The Oregon Department of Corrections, working with two nonprofit groups, has spent the last 11 years trying to find ways to stop the generational cycle of crime that pervades many families.
They keyed on parenting classes that they hoped would draw incarcerated parents closer to their kids and give them the skills to help prevent their progeny from making the same mistakes they did. Corrections officials teamed with the Oregon Social Learning Center, which developed curriculum, and Pathfinders of Oregon, which taught classes in a program called Parenting Inside Out.
A five-year, $2.1 million study of the program looked at how 359 moms and dads performed one year after leaving prison. A research team led by J. Mark Eddy divided the inmates into a group that completed Parenting Inside Out training and a control group that received little or no parenting training behind bars.
Key findings:
•After one year, women participants were 59 percent less likely than the control group to be rearrested. That figure was 27 percent for male participants.
•One year after leaving prison, program participants were 95 percent less likely to report that they had taken part in criminal behavior than those in the control group. They also were 66 percent less likely to self-report drug or alcohol abuse.
•Those participating in Parenting Inside Out posted significantly better attitudes during their confinement than non-participants. They also were more likely to receive family visits than the control group and reported more positive contacts with their children.
•After their release from prison, fathers who participated in the parenting program were much more likely to give positive reinforcement to their children than those in the control group.

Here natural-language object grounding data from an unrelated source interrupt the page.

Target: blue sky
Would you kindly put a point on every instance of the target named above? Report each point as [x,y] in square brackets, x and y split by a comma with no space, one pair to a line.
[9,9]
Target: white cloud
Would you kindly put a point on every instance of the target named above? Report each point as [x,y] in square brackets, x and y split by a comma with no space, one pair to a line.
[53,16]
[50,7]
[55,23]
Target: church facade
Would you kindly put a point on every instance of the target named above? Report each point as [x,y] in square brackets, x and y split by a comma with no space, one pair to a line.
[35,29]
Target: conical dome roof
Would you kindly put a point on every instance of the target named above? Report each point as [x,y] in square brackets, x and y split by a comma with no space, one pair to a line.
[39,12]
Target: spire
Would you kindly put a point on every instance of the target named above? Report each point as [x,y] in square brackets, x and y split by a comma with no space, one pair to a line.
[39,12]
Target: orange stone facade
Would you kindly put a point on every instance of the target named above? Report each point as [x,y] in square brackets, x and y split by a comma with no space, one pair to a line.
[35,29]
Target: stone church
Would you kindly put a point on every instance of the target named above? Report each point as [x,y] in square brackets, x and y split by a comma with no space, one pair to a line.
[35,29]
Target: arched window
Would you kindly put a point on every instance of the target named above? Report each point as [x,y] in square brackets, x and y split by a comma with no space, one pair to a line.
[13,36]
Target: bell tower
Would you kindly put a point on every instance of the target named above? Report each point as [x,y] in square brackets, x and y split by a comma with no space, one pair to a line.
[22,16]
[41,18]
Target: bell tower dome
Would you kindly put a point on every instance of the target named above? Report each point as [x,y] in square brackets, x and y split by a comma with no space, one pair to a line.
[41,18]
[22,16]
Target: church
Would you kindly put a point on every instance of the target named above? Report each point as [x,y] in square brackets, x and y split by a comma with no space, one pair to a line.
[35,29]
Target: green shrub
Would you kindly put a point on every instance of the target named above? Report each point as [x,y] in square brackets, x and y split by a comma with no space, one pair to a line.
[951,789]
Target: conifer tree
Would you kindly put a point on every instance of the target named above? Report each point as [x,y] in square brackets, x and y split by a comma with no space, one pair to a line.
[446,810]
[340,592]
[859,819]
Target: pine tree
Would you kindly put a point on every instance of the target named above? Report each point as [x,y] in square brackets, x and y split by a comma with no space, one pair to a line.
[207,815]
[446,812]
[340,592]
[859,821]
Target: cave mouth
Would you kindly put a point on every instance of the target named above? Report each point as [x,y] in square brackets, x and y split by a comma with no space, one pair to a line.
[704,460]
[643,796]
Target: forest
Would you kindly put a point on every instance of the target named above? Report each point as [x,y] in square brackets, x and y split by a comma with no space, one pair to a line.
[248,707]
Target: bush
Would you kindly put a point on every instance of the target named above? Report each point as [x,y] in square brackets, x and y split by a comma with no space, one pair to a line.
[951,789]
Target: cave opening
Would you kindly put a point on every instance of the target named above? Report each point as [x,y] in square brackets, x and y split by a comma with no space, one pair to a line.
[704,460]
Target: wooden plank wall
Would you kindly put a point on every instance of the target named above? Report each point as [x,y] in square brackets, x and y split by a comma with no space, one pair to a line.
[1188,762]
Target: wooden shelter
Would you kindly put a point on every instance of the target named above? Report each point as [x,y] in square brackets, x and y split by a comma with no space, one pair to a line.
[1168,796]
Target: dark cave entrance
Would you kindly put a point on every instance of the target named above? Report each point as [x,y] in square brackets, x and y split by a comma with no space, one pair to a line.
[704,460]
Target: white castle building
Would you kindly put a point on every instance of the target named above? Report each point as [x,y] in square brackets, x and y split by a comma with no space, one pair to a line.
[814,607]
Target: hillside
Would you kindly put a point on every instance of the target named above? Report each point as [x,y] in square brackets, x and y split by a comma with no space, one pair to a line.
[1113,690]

“Parenting Inside Out is the only parenting program for incarcerated or criminal justice-involved parents that has demonstrated a positive impact on both parents and children,” said Mindy Clark, director of national outreach for Pathfinders of Oregon. “It gives children a parent who is engaged with their lives and can help them through the tough times and good times – even from a distance.”
To make the study comparative to the rest of the nation, researchers made certain that 41 percent of participants in the parenting class and control group were racial minorities, Clark said.
A Pew study in 2010 showed that more than half of all prisoners in the U.S. are parents of children under 18, and that one in every 28 children in the nation has a parent behind bars.
Academics have studied generational cycles of crime for many years, and Department of Corrections Director Colette Peters said letting parents learn and practice good parenting skills behind bars was a good step toward breaking that cycle.
“If we are going to improve the lives of children and keep them safe and healthy, if we are going to reduce poverty, stop crime, and make communities safer, we must find effective methods of intervening in and breaking the intergenerational cycle of criminal behavior,” Peters said. “To do that, we must look to the needs of the children of incarcerated parents.”
The U.S. Substance Abuse and Mental Health Services Administrationreviewed the study and added Parenting Inside Out to its National Registry of Evidence-based Programs and Practices, Clark said.